The two-time Formula 1 champion was instrumental in securing victory for the #10 Wayne Taylor Racing Cadillac he shared with Renger van der Zande, Jordan Taylor and Kamui Kobayashi, starring in wet conditions that characterised the final part of the race.
Alonso pulled out a lead of 55 seconds in the early hours of the morning before the race was red-flagged a first time, and had just retaken the lead from the Action Express Cadillac of Felipe Nasr when the race was halted for a second time with a little under two hours left on the clock, as Nasr went wide at Turn 1.
Speaking after the race, Alonso said the worsening conditions in the run-up to the second stoppage were such that he was calling for the race to be neutralised before he passed Nasr.
"I called a lot of times, when I was second, over the radio that a safety car was necessary," said Alonso.
"The last five, seven laps of the race were not right, for anyone on track.
"The visibility was nearly zero, we could not be flat-out on the straights, the car was moving, the TC [traction control] was coming in sixth gear at 200mph, [and] there were parts of different cars in different parts of the track, because people were losing bodywork here and there.
"I was calling the team for a safety car immediately because I could not see anything. Felipe went a little bit long into Turn 1, we took the lead. We were just lucky in that moment.

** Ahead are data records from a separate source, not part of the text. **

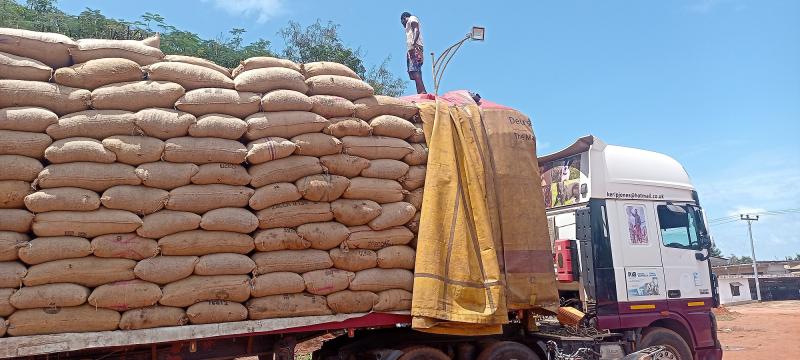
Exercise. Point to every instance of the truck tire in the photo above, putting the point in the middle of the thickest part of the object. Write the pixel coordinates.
(669, 339)
(507, 350)
(423, 353)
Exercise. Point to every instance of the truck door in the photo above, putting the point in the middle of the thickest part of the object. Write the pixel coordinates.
(637, 239)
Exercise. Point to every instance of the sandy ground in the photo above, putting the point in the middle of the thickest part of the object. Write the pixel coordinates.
(768, 330)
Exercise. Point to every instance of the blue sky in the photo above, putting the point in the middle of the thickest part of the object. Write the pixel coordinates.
(713, 83)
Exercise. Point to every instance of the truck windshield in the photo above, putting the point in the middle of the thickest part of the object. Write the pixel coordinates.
(678, 229)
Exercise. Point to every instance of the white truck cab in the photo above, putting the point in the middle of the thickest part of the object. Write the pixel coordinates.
(631, 244)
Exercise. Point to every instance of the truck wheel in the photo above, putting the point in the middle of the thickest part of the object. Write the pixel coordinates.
(674, 343)
(507, 350)
(423, 353)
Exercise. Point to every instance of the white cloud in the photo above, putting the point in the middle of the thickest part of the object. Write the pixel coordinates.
(262, 10)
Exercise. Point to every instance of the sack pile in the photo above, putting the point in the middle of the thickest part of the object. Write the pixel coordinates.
(140, 190)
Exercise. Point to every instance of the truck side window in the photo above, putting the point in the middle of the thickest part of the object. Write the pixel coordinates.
(677, 227)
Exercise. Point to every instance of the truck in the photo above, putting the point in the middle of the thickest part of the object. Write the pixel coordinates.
(631, 249)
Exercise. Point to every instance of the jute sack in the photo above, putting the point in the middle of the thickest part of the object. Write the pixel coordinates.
(99, 72)
(376, 280)
(125, 295)
(417, 157)
(287, 305)
(378, 190)
(44, 249)
(137, 95)
(218, 126)
(344, 165)
(347, 126)
(153, 317)
(350, 302)
(124, 246)
(17, 220)
(197, 288)
(354, 260)
(78, 149)
(204, 150)
(268, 149)
(376, 147)
(393, 300)
(134, 150)
(332, 106)
(355, 212)
(279, 239)
(10, 243)
(90, 49)
(58, 98)
(224, 264)
(84, 318)
(87, 175)
(216, 311)
(11, 274)
(221, 173)
(385, 169)
(393, 214)
(165, 175)
(13, 193)
(274, 194)
(219, 101)
(230, 219)
(294, 213)
(164, 222)
(342, 86)
(201, 198)
(327, 281)
(198, 61)
(164, 123)
(49, 48)
(30, 119)
(415, 178)
(317, 144)
(369, 107)
(328, 68)
(277, 283)
(259, 62)
(396, 257)
(165, 269)
(287, 169)
(296, 261)
(85, 223)
(324, 235)
(88, 271)
(322, 187)
(392, 126)
(362, 237)
(202, 242)
(268, 79)
(7, 309)
(286, 100)
(285, 124)
(189, 76)
(96, 124)
(22, 68)
(23, 143)
(141, 200)
(63, 198)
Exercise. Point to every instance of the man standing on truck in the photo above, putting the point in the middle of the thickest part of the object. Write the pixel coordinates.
(414, 54)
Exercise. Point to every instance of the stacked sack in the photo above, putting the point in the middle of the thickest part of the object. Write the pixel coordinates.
(140, 190)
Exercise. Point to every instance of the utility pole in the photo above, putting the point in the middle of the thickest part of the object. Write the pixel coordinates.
(749, 218)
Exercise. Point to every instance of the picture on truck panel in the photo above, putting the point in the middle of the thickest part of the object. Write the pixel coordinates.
(637, 224)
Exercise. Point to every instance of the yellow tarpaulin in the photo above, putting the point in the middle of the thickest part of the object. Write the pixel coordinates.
(462, 270)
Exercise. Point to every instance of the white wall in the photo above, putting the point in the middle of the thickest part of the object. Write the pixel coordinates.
(725, 295)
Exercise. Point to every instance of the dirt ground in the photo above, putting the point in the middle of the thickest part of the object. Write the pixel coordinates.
(767, 330)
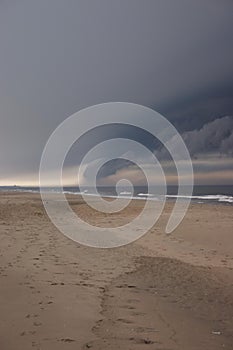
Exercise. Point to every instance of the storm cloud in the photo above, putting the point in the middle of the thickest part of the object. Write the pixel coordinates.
(58, 57)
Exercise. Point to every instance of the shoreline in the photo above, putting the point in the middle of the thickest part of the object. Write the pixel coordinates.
(162, 291)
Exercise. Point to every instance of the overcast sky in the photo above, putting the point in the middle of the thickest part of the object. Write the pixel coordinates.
(58, 57)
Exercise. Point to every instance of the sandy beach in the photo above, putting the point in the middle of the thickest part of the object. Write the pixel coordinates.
(163, 292)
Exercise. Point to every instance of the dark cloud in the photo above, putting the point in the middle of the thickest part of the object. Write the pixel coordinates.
(58, 57)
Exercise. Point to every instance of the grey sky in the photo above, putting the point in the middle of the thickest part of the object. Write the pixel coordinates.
(60, 56)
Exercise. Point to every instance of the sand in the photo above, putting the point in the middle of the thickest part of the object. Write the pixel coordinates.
(161, 292)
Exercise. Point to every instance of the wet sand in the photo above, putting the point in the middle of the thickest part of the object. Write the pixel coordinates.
(160, 292)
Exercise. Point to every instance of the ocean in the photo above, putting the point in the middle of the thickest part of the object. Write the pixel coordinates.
(201, 194)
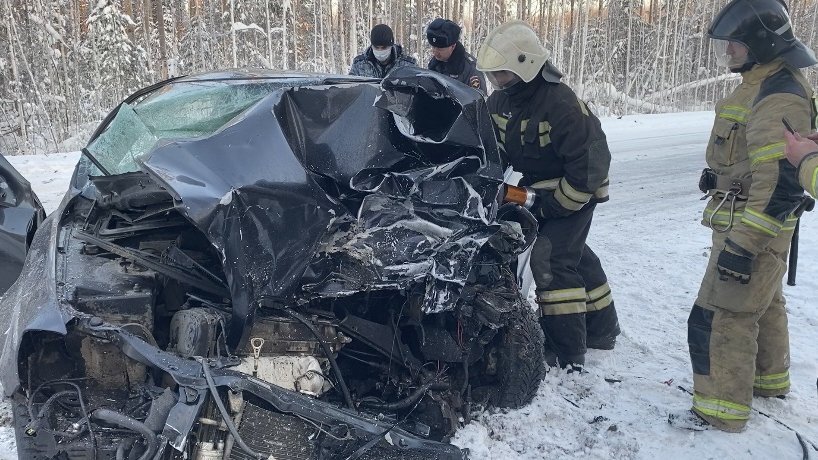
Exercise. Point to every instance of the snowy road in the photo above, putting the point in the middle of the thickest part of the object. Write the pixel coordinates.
(654, 251)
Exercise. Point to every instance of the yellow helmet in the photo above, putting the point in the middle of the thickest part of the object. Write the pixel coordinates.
(513, 46)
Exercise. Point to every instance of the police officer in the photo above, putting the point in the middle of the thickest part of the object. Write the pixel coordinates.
(550, 136)
(737, 329)
(382, 56)
(449, 57)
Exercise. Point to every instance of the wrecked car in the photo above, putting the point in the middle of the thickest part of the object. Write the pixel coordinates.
(20, 214)
(252, 264)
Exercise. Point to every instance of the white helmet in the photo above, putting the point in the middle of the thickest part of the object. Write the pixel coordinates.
(513, 46)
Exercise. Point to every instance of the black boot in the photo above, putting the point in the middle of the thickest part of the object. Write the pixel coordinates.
(564, 340)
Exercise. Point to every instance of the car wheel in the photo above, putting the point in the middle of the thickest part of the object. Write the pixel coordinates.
(513, 364)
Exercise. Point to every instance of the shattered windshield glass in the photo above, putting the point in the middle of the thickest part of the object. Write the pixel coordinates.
(181, 110)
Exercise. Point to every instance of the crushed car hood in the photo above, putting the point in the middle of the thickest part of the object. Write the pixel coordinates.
(316, 190)
(328, 190)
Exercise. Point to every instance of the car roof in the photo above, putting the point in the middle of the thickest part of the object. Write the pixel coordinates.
(296, 78)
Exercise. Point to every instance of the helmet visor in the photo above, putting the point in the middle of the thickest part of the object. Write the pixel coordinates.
(502, 79)
(731, 54)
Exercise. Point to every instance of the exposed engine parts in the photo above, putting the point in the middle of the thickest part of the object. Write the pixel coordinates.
(242, 282)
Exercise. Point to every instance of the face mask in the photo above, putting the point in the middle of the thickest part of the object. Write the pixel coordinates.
(732, 55)
(502, 80)
(382, 55)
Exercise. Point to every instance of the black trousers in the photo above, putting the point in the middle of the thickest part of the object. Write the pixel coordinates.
(572, 289)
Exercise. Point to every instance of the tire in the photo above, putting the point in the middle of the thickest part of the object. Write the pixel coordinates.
(521, 366)
(515, 358)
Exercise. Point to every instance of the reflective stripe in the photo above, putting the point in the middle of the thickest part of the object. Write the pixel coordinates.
(501, 122)
(582, 106)
(570, 198)
(574, 194)
(734, 113)
(722, 217)
(561, 295)
(719, 408)
(553, 184)
(543, 129)
(565, 308)
(772, 152)
(772, 381)
(814, 182)
(599, 297)
(598, 292)
(602, 191)
(761, 221)
(562, 301)
(548, 184)
(790, 223)
(603, 302)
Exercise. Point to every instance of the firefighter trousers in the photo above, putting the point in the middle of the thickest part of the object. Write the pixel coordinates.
(738, 338)
(572, 289)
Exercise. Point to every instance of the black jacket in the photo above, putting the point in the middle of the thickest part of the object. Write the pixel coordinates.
(462, 67)
(367, 65)
(550, 136)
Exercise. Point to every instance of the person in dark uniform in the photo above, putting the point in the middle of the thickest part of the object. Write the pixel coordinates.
(449, 57)
(382, 56)
(550, 136)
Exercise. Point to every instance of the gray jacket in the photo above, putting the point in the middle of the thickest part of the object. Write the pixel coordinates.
(366, 65)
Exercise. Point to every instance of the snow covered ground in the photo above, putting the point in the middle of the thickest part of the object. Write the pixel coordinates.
(654, 251)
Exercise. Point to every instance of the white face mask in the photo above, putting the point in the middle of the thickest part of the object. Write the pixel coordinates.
(729, 54)
(382, 55)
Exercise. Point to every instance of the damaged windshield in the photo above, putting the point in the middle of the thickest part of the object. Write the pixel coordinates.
(181, 110)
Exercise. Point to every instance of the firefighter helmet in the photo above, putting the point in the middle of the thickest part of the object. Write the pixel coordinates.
(512, 46)
(764, 28)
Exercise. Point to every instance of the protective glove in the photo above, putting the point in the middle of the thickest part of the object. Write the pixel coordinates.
(734, 262)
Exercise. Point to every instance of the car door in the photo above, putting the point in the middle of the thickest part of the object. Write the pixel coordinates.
(20, 215)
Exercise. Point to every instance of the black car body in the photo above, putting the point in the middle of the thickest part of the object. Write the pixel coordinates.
(20, 214)
(262, 264)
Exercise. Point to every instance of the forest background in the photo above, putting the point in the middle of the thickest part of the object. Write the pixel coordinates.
(65, 63)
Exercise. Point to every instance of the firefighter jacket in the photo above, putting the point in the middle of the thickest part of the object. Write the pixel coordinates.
(366, 65)
(550, 136)
(747, 145)
(462, 67)
(808, 173)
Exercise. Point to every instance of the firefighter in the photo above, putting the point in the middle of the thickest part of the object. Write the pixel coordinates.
(550, 136)
(802, 152)
(737, 329)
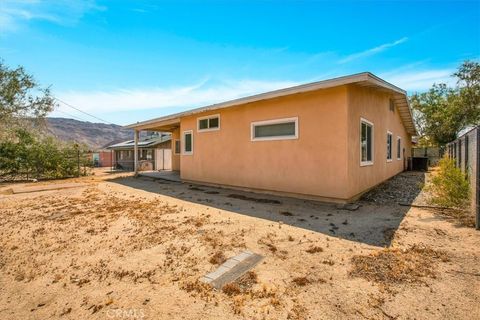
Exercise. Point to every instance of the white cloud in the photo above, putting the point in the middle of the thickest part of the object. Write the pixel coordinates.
(14, 14)
(372, 51)
(419, 80)
(196, 95)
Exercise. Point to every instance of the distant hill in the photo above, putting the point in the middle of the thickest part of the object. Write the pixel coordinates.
(94, 135)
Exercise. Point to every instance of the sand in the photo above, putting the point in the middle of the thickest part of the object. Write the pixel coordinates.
(134, 248)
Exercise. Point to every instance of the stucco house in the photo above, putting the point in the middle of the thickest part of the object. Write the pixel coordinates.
(330, 140)
(154, 153)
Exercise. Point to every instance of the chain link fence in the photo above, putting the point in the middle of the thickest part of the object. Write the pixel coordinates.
(434, 154)
(466, 152)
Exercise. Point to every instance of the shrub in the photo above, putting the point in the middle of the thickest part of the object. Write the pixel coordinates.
(450, 186)
(27, 155)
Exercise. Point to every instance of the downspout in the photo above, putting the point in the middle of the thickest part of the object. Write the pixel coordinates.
(135, 152)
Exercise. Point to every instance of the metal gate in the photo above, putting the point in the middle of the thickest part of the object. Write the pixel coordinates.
(163, 159)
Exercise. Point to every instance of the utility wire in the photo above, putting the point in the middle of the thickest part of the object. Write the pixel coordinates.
(71, 115)
(88, 114)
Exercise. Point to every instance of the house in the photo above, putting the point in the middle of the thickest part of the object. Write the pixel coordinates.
(101, 158)
(154, 153)
(330, 140)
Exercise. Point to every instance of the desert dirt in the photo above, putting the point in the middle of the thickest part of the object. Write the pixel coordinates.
(119, 247)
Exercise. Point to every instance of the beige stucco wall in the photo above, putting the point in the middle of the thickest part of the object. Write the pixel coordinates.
(373, 105)
(314, 164)
(324, 161)
(175, 157)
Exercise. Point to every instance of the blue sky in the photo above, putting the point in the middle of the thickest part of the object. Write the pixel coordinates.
(127, 61)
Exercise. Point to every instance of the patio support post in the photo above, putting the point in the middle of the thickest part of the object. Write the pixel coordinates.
(135, 152)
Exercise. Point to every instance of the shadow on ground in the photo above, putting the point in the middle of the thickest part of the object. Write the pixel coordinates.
(374, 223)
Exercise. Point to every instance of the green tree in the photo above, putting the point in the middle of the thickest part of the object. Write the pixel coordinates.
(21, 99)
(442, 112)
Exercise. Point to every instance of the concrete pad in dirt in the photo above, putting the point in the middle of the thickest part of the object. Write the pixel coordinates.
(232, 269)
(48, 187)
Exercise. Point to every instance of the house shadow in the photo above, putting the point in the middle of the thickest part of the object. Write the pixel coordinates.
(375, 222)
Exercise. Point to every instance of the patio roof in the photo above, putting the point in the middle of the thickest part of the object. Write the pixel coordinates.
(129, 144)
(367, 79)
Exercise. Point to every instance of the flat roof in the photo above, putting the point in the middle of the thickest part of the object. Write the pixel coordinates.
(141, 144)
(364, 79)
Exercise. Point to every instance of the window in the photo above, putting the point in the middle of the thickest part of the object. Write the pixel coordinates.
(399, 148)
(366, 142)
(188, 142)
(209, 123)
(279, 129)
(145, 154)
(392, 105)
(389, 146)
(177, 146)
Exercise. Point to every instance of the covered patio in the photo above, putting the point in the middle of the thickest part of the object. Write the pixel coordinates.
(173, 176)
(169, 124)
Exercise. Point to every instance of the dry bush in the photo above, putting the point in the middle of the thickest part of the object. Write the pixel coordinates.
(391, 266)
(450, 186)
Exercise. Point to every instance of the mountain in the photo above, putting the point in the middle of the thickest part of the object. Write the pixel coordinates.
(94, 135)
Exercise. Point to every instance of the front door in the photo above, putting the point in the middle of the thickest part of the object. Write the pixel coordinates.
(163, 159)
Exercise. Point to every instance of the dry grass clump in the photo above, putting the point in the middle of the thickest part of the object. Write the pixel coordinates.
(314, 249)
(243, 284)
(217, 258)
(231, 289)
(301, 281)
(391, 266)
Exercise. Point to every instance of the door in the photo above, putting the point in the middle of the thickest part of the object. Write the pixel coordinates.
(163, 159)
(167, 159)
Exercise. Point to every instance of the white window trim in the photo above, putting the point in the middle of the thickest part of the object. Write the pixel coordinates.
(175, 148)
(208, 117)
(183, 144)
(391, 147)
(274, 121)
(399, 138)
(367, 163)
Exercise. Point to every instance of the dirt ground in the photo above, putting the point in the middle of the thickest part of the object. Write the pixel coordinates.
(134, 248)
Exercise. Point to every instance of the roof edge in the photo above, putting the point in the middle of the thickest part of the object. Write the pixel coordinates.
(322, 84)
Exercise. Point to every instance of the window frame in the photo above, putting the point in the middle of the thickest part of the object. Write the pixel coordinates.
(184, 145)
(368, 162)
(273, 121)
(175, 146)
(389, 133)
(211, 116)
(399, 148)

"I think conditions were OK to stop the race seven laps before we did, and at that moment we were second."
Alonso and Taylor drove for around seven hours each, with Alonso returning to the wheel for a third time ahead of the crucial final stages.
Taylor said the decision to put Alonso back in the car was made by all four WTR drivers and was based on his earlier experience of the track conditions.
"We knew it would be wet at the end, and Fernando was the only one that had driven in the wet," Taylor explained.
"So it was about the timing of how to get him back with the four-hour [rule] - you can only drive four hours in every six.
"It was just up to the team and us [drivers] to talk about it to see who was most comfortable and confident.
"Fernando was the one that drove into the wet conditions and was most comfortable and confident already, so we made that call with six or seven hours to go."